Conclusion and Future Prospective

CIT has become a validated, crucial, and promising therapy for the treatment of cancer patients, and has revolutionized the prospects for the diagnosis and treatment of malignant tumors. Indeed, an increasing number of patients have achieved meaningful and lasting clinical benefits. However, despite these impressive therapeutic advantages, the research field of CIT still faces many challenges in pursuing the broader social goal of “curing cancer.” Here, we reviewed the key challenges that have emerged in the CIT era and the possible solutions or development directions to overcome these difficulties, providing relevant references for basic research and the development of modified clinical treatment regimens. At present, combination therapy is still in the exploratory stage, with the efficacy and superposition of toxicity still requiring confirmation in subsequent experimental studies; however, overall, combination therapy may benefit numerous patients, and merits extensive further investigation.

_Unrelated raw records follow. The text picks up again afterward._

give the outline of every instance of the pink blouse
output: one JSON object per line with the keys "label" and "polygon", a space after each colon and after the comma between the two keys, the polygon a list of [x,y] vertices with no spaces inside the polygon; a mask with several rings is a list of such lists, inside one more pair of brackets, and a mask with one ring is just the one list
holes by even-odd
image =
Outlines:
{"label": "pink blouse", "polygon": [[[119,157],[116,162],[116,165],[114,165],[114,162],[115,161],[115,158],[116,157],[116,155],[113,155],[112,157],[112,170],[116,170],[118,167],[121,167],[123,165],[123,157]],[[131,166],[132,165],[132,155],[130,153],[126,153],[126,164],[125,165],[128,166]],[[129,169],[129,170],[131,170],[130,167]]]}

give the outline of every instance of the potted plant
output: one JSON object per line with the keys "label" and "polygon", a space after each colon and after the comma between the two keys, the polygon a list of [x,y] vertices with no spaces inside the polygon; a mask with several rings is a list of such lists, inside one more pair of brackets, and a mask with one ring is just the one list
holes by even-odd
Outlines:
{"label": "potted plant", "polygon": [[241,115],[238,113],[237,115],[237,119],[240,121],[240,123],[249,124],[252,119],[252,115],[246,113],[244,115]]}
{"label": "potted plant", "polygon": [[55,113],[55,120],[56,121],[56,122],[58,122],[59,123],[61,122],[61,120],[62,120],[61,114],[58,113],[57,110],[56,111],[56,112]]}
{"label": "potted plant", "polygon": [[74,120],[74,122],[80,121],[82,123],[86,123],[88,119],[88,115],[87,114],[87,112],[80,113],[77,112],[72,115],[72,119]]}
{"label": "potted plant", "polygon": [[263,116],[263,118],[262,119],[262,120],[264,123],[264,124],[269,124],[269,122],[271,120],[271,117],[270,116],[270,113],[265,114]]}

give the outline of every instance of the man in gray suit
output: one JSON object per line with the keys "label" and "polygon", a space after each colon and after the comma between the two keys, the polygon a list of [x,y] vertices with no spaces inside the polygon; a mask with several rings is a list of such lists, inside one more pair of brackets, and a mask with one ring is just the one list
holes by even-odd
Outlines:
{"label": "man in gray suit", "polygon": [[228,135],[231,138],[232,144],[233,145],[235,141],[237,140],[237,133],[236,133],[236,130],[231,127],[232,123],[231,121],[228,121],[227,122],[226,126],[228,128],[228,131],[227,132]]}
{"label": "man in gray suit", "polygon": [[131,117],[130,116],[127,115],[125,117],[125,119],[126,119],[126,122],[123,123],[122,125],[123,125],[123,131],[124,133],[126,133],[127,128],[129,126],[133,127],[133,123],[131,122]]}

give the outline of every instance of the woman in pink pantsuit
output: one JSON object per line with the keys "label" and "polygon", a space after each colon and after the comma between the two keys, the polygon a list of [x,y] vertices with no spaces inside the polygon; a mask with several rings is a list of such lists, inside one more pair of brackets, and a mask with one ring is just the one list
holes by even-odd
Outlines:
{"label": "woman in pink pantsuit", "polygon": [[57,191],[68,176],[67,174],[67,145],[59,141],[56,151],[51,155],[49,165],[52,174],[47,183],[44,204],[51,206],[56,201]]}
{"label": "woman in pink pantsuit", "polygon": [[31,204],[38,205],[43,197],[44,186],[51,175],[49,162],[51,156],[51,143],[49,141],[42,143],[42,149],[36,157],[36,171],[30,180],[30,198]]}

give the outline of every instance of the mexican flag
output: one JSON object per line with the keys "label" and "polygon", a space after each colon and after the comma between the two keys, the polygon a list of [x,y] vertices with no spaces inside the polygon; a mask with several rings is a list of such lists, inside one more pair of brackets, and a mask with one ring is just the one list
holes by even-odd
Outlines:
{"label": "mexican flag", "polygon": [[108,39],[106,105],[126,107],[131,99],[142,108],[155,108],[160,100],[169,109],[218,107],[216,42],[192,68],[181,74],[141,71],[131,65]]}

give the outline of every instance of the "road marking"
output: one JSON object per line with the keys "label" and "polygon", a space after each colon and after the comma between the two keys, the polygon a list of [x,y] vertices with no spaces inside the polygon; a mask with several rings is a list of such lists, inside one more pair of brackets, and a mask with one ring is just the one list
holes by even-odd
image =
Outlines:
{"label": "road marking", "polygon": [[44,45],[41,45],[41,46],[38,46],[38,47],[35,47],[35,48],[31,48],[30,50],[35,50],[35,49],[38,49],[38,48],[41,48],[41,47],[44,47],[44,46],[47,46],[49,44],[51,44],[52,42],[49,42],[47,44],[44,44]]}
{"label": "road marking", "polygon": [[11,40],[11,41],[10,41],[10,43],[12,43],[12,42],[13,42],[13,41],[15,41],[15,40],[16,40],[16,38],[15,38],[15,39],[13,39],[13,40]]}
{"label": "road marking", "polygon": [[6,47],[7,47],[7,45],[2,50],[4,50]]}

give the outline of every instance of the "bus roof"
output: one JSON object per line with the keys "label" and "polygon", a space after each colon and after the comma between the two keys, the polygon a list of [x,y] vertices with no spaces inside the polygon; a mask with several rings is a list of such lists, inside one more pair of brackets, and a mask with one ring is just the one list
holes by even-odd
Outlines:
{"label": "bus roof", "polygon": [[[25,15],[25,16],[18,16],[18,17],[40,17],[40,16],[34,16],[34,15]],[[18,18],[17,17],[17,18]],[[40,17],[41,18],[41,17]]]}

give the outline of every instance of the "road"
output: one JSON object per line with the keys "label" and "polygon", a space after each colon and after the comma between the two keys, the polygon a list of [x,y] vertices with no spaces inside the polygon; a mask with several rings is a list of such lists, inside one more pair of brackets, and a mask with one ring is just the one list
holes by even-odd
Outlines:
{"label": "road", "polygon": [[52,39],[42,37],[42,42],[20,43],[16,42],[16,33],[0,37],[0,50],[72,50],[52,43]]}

In future studies, first, serial sampling and longitudinal evaluation of fresh human specimens (tumor, blood, serum, and microbiome) during treatment are required, so as to clarify the heterogeneous mechanisms of drug resistance in combination with a comprehensive analysis of multiple factors; alternatively, it is necessary to adopt new technologies, such as whole-genome sequencing, single-cell sequencing, and epigenetic analysis, to identify the characteristic drug resistance sites or sub-clones. With the continuous in-depth exploration of the mechanisms of resistance, immunotherapy may be applied to the treatment of a wider range of cancers. Second, with the development of a variety of high-tech technologies, effective biomarkers should be explored to screen patients based on different tumor characteristics and different microenvironment phenotypes. Finally, the research directions of cancer treatment modes are multidisciplinary (such as surgery, internal medicine, radiotherapy) and the combination of multiple drugs, which can develop the best individualized treatment plan according to the condition of each patient. Coping with these challenges requires the joint efforts of clinicians and scientists performing basic research, and the focusing of resources to accelerate the understanding of the complex interactions between cancer and immunity with the aim of developing improved treatment options for cancer patients and promoting the advancement of CIT.

Funding

The study was supported by grants from the National Key R&D Program of China (No. 2016YFC1303800); the Innovation Project of Health and Technology in Jilin Province (No. 2017J064); the 13th Five-Year Science and Technology Project of Jilin Provincial Education Department (No. JJKH20190020KJ); Jilin Province Science and Technology Development Plan Project; and Jilin Provincial Key Laboratory Project (No. 20180101009JC).

Conflicts of interest

None.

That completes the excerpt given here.